If you’ve ever lived in a multitenant building like a condo or apartment complex (or flats, as they’re called where I grew up in England), then you know all about the problem of noisy neighbors. One reason many enterprises are leery of public clouds is the same issue: in some multitenant infrastructures, the bad behavior of other tenants can affect the performance of your systems. In fact, it’s more insidious than that: when you’re buying a virtual server instance in an infrastructure cloud, you may not actually get what you pay for due to other tenants stealing physical server resources.

This typically happens because the hypervisor used to virtualize the service makes each VM think it has exclusive access to the physical server hardware, yet places few limitations on how those resources can be consumed.
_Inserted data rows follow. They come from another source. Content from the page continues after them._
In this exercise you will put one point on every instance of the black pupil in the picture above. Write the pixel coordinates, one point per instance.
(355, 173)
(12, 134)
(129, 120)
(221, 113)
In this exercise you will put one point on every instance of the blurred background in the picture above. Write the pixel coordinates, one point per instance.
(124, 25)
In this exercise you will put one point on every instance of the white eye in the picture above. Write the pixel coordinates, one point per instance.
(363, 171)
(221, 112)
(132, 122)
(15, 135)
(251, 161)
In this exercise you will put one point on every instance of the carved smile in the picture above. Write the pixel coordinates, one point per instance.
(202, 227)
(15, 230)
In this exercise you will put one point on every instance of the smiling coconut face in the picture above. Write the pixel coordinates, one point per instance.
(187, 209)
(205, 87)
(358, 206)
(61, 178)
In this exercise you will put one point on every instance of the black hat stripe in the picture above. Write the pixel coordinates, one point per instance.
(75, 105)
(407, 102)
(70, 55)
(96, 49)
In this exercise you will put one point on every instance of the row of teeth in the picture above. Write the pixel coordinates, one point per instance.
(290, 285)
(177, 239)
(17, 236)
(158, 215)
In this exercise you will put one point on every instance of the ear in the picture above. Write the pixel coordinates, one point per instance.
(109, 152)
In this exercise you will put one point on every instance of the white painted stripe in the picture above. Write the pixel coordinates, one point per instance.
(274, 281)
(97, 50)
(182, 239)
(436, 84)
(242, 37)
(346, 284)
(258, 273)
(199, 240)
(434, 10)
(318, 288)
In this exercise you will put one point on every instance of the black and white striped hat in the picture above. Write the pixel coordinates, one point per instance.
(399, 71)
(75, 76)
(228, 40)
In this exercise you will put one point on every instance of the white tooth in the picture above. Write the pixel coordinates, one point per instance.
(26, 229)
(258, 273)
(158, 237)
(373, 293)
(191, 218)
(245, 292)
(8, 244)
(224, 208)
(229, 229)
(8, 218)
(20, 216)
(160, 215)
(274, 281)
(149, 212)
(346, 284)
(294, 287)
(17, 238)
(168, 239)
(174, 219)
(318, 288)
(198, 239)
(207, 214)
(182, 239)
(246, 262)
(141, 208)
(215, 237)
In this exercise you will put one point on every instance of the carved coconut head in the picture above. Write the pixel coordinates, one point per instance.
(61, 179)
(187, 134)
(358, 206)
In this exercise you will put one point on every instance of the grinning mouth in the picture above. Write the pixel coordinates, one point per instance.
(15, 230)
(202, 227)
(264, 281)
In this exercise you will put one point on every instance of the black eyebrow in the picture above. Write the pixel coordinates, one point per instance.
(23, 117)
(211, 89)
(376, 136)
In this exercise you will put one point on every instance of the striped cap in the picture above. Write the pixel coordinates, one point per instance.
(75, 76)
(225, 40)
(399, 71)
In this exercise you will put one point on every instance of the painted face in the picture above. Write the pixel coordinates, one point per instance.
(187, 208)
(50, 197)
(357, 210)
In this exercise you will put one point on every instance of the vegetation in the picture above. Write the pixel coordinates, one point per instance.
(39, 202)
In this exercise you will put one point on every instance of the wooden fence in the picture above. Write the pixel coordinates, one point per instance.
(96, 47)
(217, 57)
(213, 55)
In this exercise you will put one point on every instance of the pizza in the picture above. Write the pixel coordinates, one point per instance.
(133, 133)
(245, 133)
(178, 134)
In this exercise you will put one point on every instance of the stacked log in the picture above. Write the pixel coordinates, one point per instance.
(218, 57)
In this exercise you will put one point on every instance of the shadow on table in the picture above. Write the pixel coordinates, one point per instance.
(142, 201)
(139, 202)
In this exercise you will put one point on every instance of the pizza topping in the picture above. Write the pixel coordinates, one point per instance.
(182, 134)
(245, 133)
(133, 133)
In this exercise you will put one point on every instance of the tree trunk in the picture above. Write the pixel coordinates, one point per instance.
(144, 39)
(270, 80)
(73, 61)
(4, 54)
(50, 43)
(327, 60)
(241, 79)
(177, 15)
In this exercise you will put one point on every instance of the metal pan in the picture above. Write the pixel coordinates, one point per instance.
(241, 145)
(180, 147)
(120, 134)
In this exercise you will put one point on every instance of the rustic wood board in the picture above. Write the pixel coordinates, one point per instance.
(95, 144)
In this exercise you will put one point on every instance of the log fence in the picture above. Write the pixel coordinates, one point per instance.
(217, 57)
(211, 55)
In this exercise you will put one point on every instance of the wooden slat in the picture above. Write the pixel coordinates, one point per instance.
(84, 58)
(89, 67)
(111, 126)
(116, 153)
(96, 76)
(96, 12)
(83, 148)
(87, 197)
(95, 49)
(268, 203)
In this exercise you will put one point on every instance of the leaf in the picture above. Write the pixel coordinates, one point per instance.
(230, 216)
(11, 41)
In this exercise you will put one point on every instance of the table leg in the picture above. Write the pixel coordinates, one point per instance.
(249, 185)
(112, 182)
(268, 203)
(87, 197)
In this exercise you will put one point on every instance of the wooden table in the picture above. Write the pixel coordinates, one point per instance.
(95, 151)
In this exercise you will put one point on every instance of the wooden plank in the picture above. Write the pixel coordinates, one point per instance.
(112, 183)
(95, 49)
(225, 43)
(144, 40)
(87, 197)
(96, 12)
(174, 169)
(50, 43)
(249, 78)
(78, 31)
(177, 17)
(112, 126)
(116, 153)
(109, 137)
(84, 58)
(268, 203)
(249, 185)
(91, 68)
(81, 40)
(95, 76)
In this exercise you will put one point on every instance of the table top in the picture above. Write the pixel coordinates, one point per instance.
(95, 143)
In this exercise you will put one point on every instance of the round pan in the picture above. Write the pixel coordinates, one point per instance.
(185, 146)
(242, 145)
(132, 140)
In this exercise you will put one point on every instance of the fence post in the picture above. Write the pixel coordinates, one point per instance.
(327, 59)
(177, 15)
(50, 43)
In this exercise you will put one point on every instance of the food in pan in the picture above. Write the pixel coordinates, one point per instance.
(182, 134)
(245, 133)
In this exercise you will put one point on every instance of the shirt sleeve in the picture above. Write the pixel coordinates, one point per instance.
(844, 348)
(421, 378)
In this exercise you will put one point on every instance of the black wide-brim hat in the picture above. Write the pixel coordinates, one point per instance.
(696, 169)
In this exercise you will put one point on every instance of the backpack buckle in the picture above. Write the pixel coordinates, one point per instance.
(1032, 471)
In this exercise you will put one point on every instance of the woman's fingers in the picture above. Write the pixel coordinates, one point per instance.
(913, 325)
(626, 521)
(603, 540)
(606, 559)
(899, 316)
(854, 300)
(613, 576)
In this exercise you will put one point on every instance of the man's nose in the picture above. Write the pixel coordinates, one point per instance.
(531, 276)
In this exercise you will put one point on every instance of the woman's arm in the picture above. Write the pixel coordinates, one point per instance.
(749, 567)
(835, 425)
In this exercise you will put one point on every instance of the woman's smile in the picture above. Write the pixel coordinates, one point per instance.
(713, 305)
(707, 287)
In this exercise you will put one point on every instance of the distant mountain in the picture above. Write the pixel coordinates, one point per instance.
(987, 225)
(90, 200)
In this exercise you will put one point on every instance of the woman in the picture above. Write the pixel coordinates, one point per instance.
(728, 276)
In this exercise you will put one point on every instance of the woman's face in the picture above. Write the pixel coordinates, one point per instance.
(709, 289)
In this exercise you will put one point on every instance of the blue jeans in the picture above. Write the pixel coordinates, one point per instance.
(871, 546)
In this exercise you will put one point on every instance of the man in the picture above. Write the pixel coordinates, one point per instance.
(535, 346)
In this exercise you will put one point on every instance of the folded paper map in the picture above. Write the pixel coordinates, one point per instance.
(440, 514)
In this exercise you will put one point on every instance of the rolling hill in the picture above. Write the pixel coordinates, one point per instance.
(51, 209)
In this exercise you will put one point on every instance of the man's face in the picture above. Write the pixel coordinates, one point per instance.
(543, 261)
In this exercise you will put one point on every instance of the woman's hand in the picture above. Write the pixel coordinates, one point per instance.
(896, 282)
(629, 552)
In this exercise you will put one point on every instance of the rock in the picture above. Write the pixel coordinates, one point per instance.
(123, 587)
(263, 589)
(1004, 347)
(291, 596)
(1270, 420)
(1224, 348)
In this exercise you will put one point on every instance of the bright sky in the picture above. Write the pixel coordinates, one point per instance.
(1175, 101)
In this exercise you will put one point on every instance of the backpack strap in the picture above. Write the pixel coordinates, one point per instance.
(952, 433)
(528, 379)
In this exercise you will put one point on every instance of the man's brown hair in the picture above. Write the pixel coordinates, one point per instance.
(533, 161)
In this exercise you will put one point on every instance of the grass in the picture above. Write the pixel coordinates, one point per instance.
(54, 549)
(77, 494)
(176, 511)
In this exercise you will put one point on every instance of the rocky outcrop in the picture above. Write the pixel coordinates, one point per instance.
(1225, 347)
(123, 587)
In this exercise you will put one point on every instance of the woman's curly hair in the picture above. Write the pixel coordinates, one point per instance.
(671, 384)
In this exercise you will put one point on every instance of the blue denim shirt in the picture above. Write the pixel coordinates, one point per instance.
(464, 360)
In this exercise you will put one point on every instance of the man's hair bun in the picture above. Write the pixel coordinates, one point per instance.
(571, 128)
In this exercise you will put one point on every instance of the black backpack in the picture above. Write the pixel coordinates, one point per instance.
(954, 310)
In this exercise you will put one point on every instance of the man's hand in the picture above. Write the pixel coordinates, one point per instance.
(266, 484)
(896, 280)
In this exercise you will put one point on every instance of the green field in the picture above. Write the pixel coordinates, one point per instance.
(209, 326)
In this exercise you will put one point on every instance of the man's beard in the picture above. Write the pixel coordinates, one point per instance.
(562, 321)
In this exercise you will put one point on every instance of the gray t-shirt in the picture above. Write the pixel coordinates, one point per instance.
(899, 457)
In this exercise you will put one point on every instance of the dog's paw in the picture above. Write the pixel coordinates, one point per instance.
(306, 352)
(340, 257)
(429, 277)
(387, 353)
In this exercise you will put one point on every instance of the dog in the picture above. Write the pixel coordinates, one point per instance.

So a VM generating a lot of network traffic gets as much as it can use – at the expense of other VMs from other tenants of the service. The same goes for other types of I/O, especially storage. If you are unlucky enough to have your VM land on the same physical server as one of these noisy neighbor VMs from another tenant, then you won’t get the virtual machine instance you paid for.

If this weren’t bad enough, another consequence is complete lack of predictability – you have no idea what the performance of a given VM will be, since that depends on the other tenants of the service. Some of my cloudy colleagues spent time with IT teams who were running tests to guess the physical server size of their cloud service provider, so they could buy virtual server instances of the same size – guaranteeing that they wouldn’t have any noisy neighbors. It’s a bit like renting an entire building in the apartment complex to make sure you can get a good night’s sleep.

Ensuring that the resource consumption of one VM doesn’t affect others that happen to be located on the same physical server is a key function of vSphere. Any VMware virtualized service is capable of delivering this capability, and in vCloud Datacenter we took it a step further by defining two virtual data center (VDC) classes that offer guaranteed server resources for your VMs. The Committed VDC allows you to subscribe to a set of compute, memory and storage resources that are guaranteed to be available for your virtual machines, even though the underlying hardware is shared with other tenants.

The service also offers the Dedicated VDC, which provides physically separate hardware – ideal for meeting security or regulatory requirements where physically sharing isn’t an option. This is also sometimes known as virtual private cloud. The difference is the ease of mobility between VDCs within the service – you can quickly move VMs between VDCs as requirements change. One less thing to lose sleep over, and you don’t need to buy out the building to do it.